Ибо до тех пор счастлив мужчина, пока верит, что его жена — единственная и неповторимая.
Затаскивать мешки в дом было уже легче. Батрак подавал с повозки, Юльча сопровождала Яни с каждым мешком и, словно желая поддержать мешок сзади, бралась каждый раз за уголок, готовая прийти на помощь, если что-нибудь случится.
Но здесь ее помощи уже не требовалось.
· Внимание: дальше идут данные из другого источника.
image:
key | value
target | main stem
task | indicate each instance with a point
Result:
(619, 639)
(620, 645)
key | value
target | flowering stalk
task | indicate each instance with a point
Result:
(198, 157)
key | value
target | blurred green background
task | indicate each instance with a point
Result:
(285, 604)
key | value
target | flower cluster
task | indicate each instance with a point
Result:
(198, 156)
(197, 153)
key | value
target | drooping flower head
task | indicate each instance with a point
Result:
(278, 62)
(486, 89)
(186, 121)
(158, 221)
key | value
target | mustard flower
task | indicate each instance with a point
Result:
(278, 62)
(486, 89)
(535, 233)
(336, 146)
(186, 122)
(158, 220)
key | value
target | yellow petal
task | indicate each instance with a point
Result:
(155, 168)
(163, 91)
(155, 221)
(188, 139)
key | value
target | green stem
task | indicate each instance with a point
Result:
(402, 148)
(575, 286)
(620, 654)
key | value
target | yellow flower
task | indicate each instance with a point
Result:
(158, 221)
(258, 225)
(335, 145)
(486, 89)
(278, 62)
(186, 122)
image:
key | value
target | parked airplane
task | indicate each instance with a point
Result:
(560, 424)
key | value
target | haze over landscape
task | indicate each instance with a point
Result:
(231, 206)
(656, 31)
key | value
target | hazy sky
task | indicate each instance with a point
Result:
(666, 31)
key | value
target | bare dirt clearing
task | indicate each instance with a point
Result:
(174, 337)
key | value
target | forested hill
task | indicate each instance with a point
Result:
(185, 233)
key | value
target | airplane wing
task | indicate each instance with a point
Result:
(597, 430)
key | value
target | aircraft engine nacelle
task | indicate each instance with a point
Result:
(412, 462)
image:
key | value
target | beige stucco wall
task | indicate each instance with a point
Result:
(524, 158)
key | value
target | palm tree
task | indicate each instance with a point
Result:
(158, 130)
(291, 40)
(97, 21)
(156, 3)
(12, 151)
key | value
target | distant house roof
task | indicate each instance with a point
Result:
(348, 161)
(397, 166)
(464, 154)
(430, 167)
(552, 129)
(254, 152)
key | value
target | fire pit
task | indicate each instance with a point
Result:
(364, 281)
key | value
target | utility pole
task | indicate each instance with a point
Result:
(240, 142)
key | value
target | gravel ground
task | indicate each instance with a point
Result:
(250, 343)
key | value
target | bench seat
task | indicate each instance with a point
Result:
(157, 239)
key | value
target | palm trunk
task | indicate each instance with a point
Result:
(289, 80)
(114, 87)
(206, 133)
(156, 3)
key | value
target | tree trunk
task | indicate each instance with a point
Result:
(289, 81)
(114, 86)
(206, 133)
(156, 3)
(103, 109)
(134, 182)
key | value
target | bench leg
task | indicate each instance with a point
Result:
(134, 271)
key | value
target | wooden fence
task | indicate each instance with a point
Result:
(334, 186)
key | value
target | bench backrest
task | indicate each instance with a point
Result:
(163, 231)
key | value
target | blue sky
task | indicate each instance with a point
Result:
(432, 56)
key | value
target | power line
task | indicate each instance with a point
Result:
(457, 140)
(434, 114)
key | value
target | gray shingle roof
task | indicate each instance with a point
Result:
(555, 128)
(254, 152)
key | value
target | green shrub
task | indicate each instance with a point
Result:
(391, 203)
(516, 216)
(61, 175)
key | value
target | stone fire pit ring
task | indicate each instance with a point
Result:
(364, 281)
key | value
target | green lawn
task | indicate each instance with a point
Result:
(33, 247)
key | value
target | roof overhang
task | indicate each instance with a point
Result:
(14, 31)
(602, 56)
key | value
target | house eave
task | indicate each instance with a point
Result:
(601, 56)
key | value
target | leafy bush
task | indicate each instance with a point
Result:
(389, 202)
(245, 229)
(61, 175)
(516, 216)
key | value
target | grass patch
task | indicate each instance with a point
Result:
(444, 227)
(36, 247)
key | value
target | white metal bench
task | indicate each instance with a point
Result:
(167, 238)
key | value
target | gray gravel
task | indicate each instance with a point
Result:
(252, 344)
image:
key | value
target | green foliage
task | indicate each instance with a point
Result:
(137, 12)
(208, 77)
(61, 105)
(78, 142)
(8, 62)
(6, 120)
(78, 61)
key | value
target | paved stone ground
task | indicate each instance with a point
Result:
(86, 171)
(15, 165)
Надежда и хорошее самочувствие придают сил, и, когда последний мешок опорожнили в углу комнаты, прямо на пол — ларя у них нет, откуда ему взяться, — Юльча так и охнула от радости: ах, боже мой, устал ведь, мой Янош? — и, стоя босиком у подножия рассыпающейся груды пшеницы, прильнула к нему, к его небритому запыленному лицу.
Девочка, которая вертелась под ногами, пока перетаскивали мешки, глядела на них во все глаза. Такого она — ведь раньше отец был далеко — никогда не видела.
1954
Перевод В. Смирнова.
Не урвешь — не проживешь
1
Утро. Как всегда утром, ведь за ночь всякое может случиться, пастух Габор Михай обходит свое стадо, чтобы оглядеть его все целиком. И не просто обходит, а, взяв посох под мышку, что свидетельствует о мирных намерениях, и животные это понимают, не шарахаются и продолжают спокойно жевать жвачку, проходит и между коровами, чтобы поближе рассмотреть стельных.
У одной вымя уже совсем полное, разбухло. Но и зад и брюхо еще в прежнем виде — эта наверняка будет с мясным выменем, у таких нескоро дело идет, у другой же и соски-то едва вытянулись, а корень хвоста запал уже со вчерашнего дня, да и брюхо «оторвалось» — за этой нужен глаз да глаз! Эта мигом отелится или выкинет.
У третьей он задерживается и дважды обходит ее. Это большая красивая корова с красным хвостом, из самых трудных. Габору Михаю такие противны, для него по-настоящему хороши только белые коровы с большими рогами и черной шеей, но барин очень любит этих: много молока, много мяса, хорошие шкуры.
Она стоит на лужайке, которую сама для себя высвободила, увертываясь от постоянно бесчинствующих быков и отгоняя игривых телушек и телят. (Вот ведь мудрость вынашивающей матери, пусть даже она всего-навсего скотинка!)